“El toro no es un animal para nosotros; es muchísimo más: un símbolo, un tótem, una aspiración, una eucaristía con los de alrededor y los antepasados. Al toro lo pulimos, lo alimentamos, lo sacralizamos, lo picamos, lo banderilleamos, lo matamos, lo aplaudimos o pitamos tras su muerte, lo descuartizamos, nos lo comemos y lo poetizamos y lo pintamos y lo musicamos. Quítese el toro de aquí y veremos qué queda. ¿Nos reconoceríamos sin la pasión en su pro o en su contra?” Antonio Gala

lunes, 7 de septiembre de 2009

UNA FERIA COMO TODAS

Los carteles de la Feria del Pilar 2009 ya son los definitivos desde que el pasado viernes, 4 de septiembre, los anunciara la empresa “Taurodelta S.A.” con la aprobación de la entidad propietaria de la plaza, la Diputación Provincial de Zaragoza. Los que pensaban que del rumor a la realidad hay un trecho y que, como todavía no eran oficiales las combinaciones, se podrían producir cambios favorables, no preveían que si algo cambia, por muy malo que sea lo cambiable, no siempre cambia a mejor, sino que, y eso es lo que ha ocurrido, también puede cambiar a peor. Los carteles han cambiado, pero a peor.

De los rumoreados, que yo recuerde, se han caído: Encabo en la tarde de los “miuras”; Castella en su segunda tarde, la del 14 de octubre; y Hermoso de Mendoza en la de rejones que cerrará la Feria. Entre los sustitutos está Antonio Barrera -supongamos que por el torero francés-, lo cual es una injusticia ya que el pasado año, este mismo diestro, se dejó escapar el que, quizás, fuera el mejor toro de la feria, un toro de “Valdefresno” lidiado en 5º lugar, noble y repetidor, que lastimosamente se fue sin torear. Que vuelva “Joselillo” después de que el año pasado se justificó con la corrida de Dolores Aguirre es justo, pero bien podría haber sido por otro diestro con menos merecimiento que el de Alcalá de Henares que, al menos, ha demostrado muchas veces que no se arruga y sabe torear, cosa que, por ejemplo, dudo del continuador del “salto de la rana”. Con la sustitución del rejoneador de Estella supongo que -aunque no entiendo nada de rejoneo- el cartel se habrá devaluado bastante. En estos tres casos la Feria Taurina de Zaragoza sale perdiendo. Aunque el mayor problema de los carteles de este año no son los toreros -que son los mismo de todas las demás ferias y que se podrían haber anunciado, sin temor ha equivocarse mucho, al principio de temporada, porque el sistema taurino actual para nada tiene en cuenta los merecimientos adquiridos por los diferentes toreros en el transcurso de la temporada-, sino los toros.

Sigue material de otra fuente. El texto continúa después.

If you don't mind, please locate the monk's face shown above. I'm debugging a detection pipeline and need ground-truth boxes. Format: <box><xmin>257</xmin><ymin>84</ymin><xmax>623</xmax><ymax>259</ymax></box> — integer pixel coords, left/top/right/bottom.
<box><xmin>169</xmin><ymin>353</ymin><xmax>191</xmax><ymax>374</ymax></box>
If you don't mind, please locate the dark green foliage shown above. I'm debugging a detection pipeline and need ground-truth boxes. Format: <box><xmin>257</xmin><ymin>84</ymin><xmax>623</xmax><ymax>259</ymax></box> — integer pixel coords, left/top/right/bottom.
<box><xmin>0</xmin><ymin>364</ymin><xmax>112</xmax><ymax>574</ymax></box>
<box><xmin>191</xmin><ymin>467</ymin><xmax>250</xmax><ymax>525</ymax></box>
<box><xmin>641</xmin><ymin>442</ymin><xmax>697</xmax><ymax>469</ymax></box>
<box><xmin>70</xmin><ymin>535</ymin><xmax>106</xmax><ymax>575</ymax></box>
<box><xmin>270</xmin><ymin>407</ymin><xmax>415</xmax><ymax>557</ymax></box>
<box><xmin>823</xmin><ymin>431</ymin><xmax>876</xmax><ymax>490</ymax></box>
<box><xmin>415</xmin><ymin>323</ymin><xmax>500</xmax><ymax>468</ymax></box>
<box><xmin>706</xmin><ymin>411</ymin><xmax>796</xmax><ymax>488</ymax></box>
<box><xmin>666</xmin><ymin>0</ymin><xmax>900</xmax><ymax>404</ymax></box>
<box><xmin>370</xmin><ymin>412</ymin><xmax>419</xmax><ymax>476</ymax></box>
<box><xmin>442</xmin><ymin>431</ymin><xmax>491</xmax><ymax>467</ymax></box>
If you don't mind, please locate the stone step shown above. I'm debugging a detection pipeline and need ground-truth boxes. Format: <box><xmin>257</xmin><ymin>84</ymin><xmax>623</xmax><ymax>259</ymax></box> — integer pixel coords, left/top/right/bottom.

En el tema de los toros, que es donde se podía haber producido algún cambio positivo, no ha cambiado nada. De las nueve corridas de toros tan sólo una, la de Núñez del Cuvillo, podríamos considerarla -dentro de las ganaderías denominadas comerciales- de primera categoría, las otras cinco: La Campana, Montalvo, Garcigrande, Parladé y Puerto de San Lorenzo; no creo que estén a la altura de una Feria que pretenda ser considerada de primera, tanto por sus resultados en las distintas plazas en los últimos años, como por el juego demostrado en nuestra plaza, como es el caso de la ganadería de La Campana, de la que en la Corrida Goyesca del pasado año, con la participación de Morante de la Puebla, tan solo pasaron tres el reconocimiento, y mejor hubiera sido que no lo hubiese pasado ninguno. De cuatro corridas serias -de ocho- el pasado año, hemos pasado a dos -más del 50 % menos-, este año: la de Miura y la de Dolores Aguirre. El equilibrio ganadero, que le daba seriedad a la feria taurina de Zaragoza, ha quedado roto y nos encontramos ante una feria previsible, vulgar y, como la mayoría de las ganaderías reseñadas, de segunda categoría.

Esto es lo hay. La Feria del Pilar 2009 es una feria más, muy parecida a las que se dan en el resto de plazas del territorio español, en donde los conocidos como “figuras” imponen su poder: sus toros, sus días y sus compañeros de cartel. Lo que podía ir consolidándose en Zaragoza como una alternativa a la vulgaridad común de todas las ferias, con la inclusión de un buen porcentaje de corridas serias en el serial taurino, había que cortarlo de raíz y así se ha hecho. Ahora tendremos una feria normal, vulgar, como casi todas las demás y… “que Dios nos coja confesados”.

1 comentario:

Cárdeno dijo...

Como siempre, Mariano,… se puede decir más alto, pero no más claro.

Estoy totalmente de acuerdo con tus conclusiones.